Dieu ayant parlé une fois pour toutes, le psalmiste entend deux choses. Et il importe pour lui qu’elles soient connexes, elles qui sont connues sur l’indication d’une seule parole. Car, au début du psaume, il avait déjà rapporté à Dieu : « Mon âme ne se soumettra-t-elle pas à Dieu ? Car c’est de Lui que me vient le salut ».

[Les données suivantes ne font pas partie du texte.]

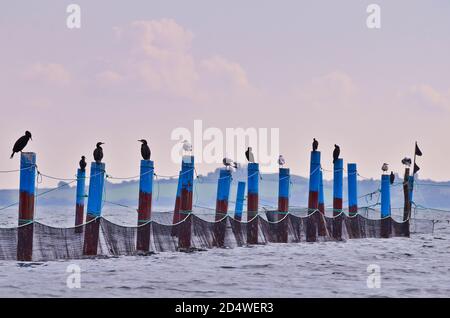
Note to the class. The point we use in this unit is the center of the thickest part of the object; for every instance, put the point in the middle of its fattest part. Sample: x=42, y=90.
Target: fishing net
x=50, y=243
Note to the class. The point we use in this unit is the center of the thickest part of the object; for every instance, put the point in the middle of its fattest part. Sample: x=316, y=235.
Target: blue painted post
x=352, y=189
x=252, y=202
x=81, y=194
x=176, y=210
x=284, y=180
x=145, y=205
x=240, y=197
x=94, y=208
x=26, y=206
x=187, y=183
x=338, y=176
x=223, y=195
x=385, y=206
x=313, y=199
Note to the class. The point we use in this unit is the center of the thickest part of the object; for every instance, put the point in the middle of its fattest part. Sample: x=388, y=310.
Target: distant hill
x=427, y=192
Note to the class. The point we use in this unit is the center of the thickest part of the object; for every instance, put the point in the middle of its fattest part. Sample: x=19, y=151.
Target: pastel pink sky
x=309, y=68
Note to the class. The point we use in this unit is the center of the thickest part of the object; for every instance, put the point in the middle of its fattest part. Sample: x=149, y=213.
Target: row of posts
x=182, y=218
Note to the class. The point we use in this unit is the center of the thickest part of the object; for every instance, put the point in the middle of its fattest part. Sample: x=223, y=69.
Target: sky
x=142, y=69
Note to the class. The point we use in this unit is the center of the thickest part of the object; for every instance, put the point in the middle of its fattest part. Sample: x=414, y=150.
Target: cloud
x=51, y=73
x=425, y=97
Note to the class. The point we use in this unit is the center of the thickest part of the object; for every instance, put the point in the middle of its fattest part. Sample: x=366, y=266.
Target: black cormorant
x=21, y=143
x=98, y=152
x=145, y=150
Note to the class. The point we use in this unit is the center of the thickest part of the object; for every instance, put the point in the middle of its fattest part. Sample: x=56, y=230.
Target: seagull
x=406, y=161
x=227, y=162
x=83, y=163
x=98, y=152
x=187, y=146
x=145, y=150
x=392, y=177
x=336, y=153
x=249, y=155
x=281, y=161
x=21, y=143
x=315, y=144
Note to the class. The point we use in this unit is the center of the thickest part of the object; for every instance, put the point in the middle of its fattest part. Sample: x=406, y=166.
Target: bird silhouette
x=98, y=152
x=249, y=155
x=145, y=150
x=281, y=160
x=187, y=146
x=315, y=144
x=336, y=153
x=83, y=163
x=392, y=177
x=227, y=162
x=21, y=143
x=407, y=161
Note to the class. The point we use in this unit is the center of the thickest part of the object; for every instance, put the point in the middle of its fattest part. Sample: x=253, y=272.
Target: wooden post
x=187, y=183
x=223, y=194
x=26, y=206
x=338, y=176
x=145, y=206
x=240, y=197
x=81, y=194
x=94, y=208
x=252, y=202
x=176, y=210
x=385, y=206
x=313, y=199
x=283, y=204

C’est pourquoi la fureur colérique de l’impiété judaïque devait être complètement renversée, pour qu’en Dieu le Père soit signifié que le Fils était enseigné pour que maintenant, dans l’un, l’autre soit aussi montré. Il est témoigné que c’est cette même foi en effet qui fait que son âme (celle du psalmiste) se soumet à Dieu, parce que de Lui-même elle tire son salut. Et il est souvent fait mention de ce que Jésus est le salut. Une fois pour toutes, cependant, Dieu a parlé, et deux paroles ont été distinguées et entendues, comme celle-ci : « Père, j’ai manifesté ton Nom aux hommes ». Cette parole fait connaître le Fils qui est dans le Père, afin que maintenant, Dieu ayant parlé une seule fois, le psalmiste entende deux choses : Que la puissance est de Dieu, et qu’à Toi, Seigneur, appartient la miséricorde, car Tu rends à chacun selon ses œuvres (v. 12). Paul connaît dans l’un, l’un et l’autre : l’un - confessé au neutre, sans rapport d’altérité -, lorsqu’il dit : Dieu est unique, et il y a un seul Seigneur (1 Co 8, 6), parce que le Seigneur est en Dieu, et Dieu est signifié dans le terme Seigneur. C’est pourquoi, une fois pour toutes Dieu a parlé, et deux choses ont été entendues : que la puissance est à Dieu, et, à Toi, Seigneur, la miséricorde (v. 12c). De Lui-même, en effet, vient le salut, et le Fils reçoit tout du Père. Pour cette raison, en Lui, ou bien la puissance de Dieu est reçue, ou bien elle est née. Le Père en effet ne juge personne ; il a remis tout le jugement à son Fils (cf. Jn 5, 22). Donc, le Rémunérateur de chacun est celui-là même qui est Juge. Mais sa puissance vient du fait que le Dieu Unique Engendré est né comme Juge ; et sa puissance lui vient de Dieu, lui qui reçoit le jugement du Père. Ainsi, ni la puissance ne manque à Celui qui est Juge, ni la miséricorde, puisqu’il est Dieu. Certes, il est nécessaire que le responsable d’un jugement éternel demeurât dans l’Un, ne dévoilant pas l’un et l’autre - alors qu’il ne faut pourtant pas le comprendre comme étant un seul -, lui qui témoigne de l’existence de l’un et de l’autre lorsqu’il dit : Le Père en moi et moi dans le Père (Jn 10, 38) ; lui notre Seigneur Jésus-Christ, qui est béni dans les siècles des siècles. Amen.